Грета немедленно вмешалась:

– И несмотря на это, Осока, важно, чтобы ты поняла следующее: возможно, беседа и неформальная, но цель, ради которой здесь собрались господа Блум с Глейстером, а также мисс Кавендиш, – вынести заключение о твоей вменяемости. Поэтому одним из результатов данной беседы может явиться рекомендация, что тебе пойдет на пользу лечение в психиатрической больнице. И если они так решат, то будут в полном праве привести эту рекомендацию в исполнение. Ты это понимаешь?

– Да, – сказала я.

– В таком случае имей в виду, что, невзирая на неформальный характер данной встречи, тебе не стоит воспринимать ее как чисто дружескую.

– Вы настоящий юрист? – осведомился Глейстер.

– Дипломированный.

– Покажете подтверждающие документы?

– После того, как вы покажете свои. – И Грета одарила его очередной неотразимой улыбкой.

– Джордж, хватит, – сказала Джин, которая, очевидно, знала Глейстера уже не первый день. – Продолжим.

И начался допрос.

Пока он шел, я постоянно думала о Мамочке; о годах, проведенных с ней; о том, какой она бывала доброй и как сердилась.
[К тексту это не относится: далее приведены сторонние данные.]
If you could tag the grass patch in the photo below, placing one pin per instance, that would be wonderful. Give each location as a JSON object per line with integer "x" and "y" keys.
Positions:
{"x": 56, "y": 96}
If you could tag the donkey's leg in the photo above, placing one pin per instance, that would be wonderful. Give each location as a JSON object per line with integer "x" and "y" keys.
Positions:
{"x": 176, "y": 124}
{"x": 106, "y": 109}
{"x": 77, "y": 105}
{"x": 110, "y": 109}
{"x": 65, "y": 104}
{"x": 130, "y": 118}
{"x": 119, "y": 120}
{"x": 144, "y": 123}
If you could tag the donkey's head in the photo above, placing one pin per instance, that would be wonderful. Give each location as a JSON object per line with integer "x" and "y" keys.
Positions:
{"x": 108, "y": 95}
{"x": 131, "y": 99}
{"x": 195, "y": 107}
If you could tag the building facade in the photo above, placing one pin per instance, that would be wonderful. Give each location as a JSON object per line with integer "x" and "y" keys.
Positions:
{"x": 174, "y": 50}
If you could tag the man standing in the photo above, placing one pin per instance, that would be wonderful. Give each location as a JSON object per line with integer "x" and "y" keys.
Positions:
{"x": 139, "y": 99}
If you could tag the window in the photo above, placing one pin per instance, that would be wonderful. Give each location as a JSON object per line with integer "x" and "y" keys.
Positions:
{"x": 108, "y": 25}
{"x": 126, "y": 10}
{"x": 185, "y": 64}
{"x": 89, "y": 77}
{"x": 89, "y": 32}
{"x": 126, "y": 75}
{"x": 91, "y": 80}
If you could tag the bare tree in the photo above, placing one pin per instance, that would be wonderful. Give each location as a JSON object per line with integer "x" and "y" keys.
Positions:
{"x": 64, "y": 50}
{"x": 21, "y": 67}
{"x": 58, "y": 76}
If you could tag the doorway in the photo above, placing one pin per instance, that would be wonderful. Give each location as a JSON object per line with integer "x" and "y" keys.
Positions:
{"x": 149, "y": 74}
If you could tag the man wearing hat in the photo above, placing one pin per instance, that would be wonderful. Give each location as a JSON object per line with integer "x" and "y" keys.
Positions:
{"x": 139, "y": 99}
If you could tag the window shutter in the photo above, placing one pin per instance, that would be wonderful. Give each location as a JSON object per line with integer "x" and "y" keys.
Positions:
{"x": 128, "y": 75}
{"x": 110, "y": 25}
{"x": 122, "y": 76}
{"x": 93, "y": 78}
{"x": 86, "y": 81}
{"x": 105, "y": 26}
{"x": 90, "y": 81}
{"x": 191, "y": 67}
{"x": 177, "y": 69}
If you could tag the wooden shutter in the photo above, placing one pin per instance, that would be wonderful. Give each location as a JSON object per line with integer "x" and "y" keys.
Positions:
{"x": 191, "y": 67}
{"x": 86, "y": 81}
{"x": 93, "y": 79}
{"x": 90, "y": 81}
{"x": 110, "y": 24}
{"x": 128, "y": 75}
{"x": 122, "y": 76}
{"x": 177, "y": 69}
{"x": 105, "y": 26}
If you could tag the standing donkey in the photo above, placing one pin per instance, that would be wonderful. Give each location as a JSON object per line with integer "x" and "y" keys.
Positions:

Она меня удочерила, потому что ей выжгли яичники. Я знала – по ее рассказам, – что она взяла меня в больнице у пациентки, которой нельзя было оставить ребенка. Теперь я понимала, что это за больница. Выходит, моя биологическая мать тоже лежала там. А может, и отец. Сейчас все это не имело никакого значения. Мне было все равно. Моей настоящей матерью была и будет Мамочка. Возможно, кровь и гуще воды, но доброта на сто процентов гуще крови.

Я помню, как однажды ходила с Мамочкой на сложные роды. Роженица была уже не девочка, а мне так просто показалась женщиной в летах. У меня как раз прошли первые месячные, и Мамочка решила показать мне, что к чему. Короче, мы отправились к той женщине и обнаружили ее в таких муках, что Мамочке пришлось использовать все знания, все мастерство, потратить кучу сил и времени – мы провели там целый день и большую часть ночи, – чтобы ее вытащить. Роженица орала и стенала. И под конец, когда малюсенькое толстенькое чудо лежало у нее на груди и гукало, она сказала: «Никогда, я больше никогда на это не пойду».

«Ха, – ухмыльнулась Мамочка, – вы все так говорите». Но женщина была тверда. Она сказала, что впредь и близко не подпустит к себе своего мужичка. Не бывать этому. Сказала, что будет обороняться топором, но не позволит, чтобы такое повторилось, и нет ли у Мамочки чего-нибудь от боли. Потом она опять заплакала, и тот момент, который многим женщинам приносит радость и облегчение, стал для нее, как и для многих, подобных ей, моментом боли и печали – все потому, что в ее доме не было любви.